Lee Ellen Brasseur is an American Professor of technical communication at the Department of English at the Illinois State University, and expert in the field of visualization, known from her 2003 book "Visualizing Technical Information: A Cultural Critique".

== Biography ==
Brasseur received a B.A. from Western Michigan University, an M.A. at Eastern Michigan University, and a D.A. from the University of Michigan in Ann Arbor.

In 1990 she started working at the Department of English at the Illinois State University. Until 2005 she has been teaching courses in visual rhetoric and technical writing. From 1998 to 1999 she was Director of the Technical Writing Program at Illinois State University. She served as Associate Chair, Department of English at Illinois State University. She has been working as consultant for several publishing firms. And since 1999 she is Editorial Reviewer for the journal Technical Communication Quarterly.

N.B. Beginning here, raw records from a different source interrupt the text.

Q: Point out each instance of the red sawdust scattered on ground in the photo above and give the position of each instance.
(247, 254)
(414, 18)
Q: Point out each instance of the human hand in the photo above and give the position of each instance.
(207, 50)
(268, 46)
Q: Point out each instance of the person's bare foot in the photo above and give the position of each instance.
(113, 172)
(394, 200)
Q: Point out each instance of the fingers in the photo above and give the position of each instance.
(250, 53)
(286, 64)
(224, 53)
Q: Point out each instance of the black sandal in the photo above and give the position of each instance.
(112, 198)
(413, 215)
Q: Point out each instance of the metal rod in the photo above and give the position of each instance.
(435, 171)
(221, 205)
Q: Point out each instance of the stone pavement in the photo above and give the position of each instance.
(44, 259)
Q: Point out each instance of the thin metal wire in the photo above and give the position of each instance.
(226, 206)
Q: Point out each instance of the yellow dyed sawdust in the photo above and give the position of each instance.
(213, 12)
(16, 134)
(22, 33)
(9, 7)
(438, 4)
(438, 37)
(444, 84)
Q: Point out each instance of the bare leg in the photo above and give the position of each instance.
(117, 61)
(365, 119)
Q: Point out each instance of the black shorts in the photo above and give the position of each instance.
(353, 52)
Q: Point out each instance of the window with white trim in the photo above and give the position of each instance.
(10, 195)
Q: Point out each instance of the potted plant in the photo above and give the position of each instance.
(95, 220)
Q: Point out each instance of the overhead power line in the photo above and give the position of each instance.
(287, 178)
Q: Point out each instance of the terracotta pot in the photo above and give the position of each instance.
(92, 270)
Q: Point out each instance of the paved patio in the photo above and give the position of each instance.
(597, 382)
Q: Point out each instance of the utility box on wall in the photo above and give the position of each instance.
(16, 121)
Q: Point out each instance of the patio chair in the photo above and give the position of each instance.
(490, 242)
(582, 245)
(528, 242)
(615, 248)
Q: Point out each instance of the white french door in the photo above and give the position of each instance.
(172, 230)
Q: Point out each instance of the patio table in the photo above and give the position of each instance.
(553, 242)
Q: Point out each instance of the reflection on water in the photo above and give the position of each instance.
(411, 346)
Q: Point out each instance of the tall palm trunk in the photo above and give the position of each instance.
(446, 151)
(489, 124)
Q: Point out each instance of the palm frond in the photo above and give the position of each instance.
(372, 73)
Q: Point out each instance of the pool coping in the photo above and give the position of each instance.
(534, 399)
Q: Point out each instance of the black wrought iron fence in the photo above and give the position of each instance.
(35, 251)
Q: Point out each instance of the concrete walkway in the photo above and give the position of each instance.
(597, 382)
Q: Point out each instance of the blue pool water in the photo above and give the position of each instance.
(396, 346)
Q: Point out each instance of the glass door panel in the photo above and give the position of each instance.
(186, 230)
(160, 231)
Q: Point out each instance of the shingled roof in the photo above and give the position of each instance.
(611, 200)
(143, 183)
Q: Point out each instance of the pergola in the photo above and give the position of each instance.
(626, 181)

In 1994 Brasseur received a Nomination for University Research Initiative Award by the College of Arts and Sciences, Illinois State University. In 2004 she received a College of Arts and Sciences Outstanding Research Award in the Humanities in 2004 also from the Illinois State University.

== See also ==
- Diagram

== Publications ==
Lee E. Brasseur has written several articles and a book.
- 1997. New American families : Chinese daughters and their single mothers : adoption stories about hope and love from Our Chinese Daughters Foundation. Compiled and edited with Jane A. Liedtke. Bloomington, IL : Our Chinese Daughters Foundation.
- 2003. Visualizing Technical Information: A Cultural Critique. Amityville, NY : Baywood Publ.

Articles, a selection:
- 2001. "Critiquing the Culture of Computer Graphing Practices". In: Journal of Technical Writing and Communication. Vol 31, nr.1. pp. 27–39.
- 2004. "Contesting the Objectivist Paradigm: Gender Issues in the Technical and Professional Communication Curriculum". In: Central Works in Technical Communication. Edited by Johndan Johnson-Eilola and Stuart A. Selber. Oxford press.
- 2005. "Florence Nightingale's Visual Rhetoric in the Rose Diagrams." In: Technical Communication Quarterly 14: 2.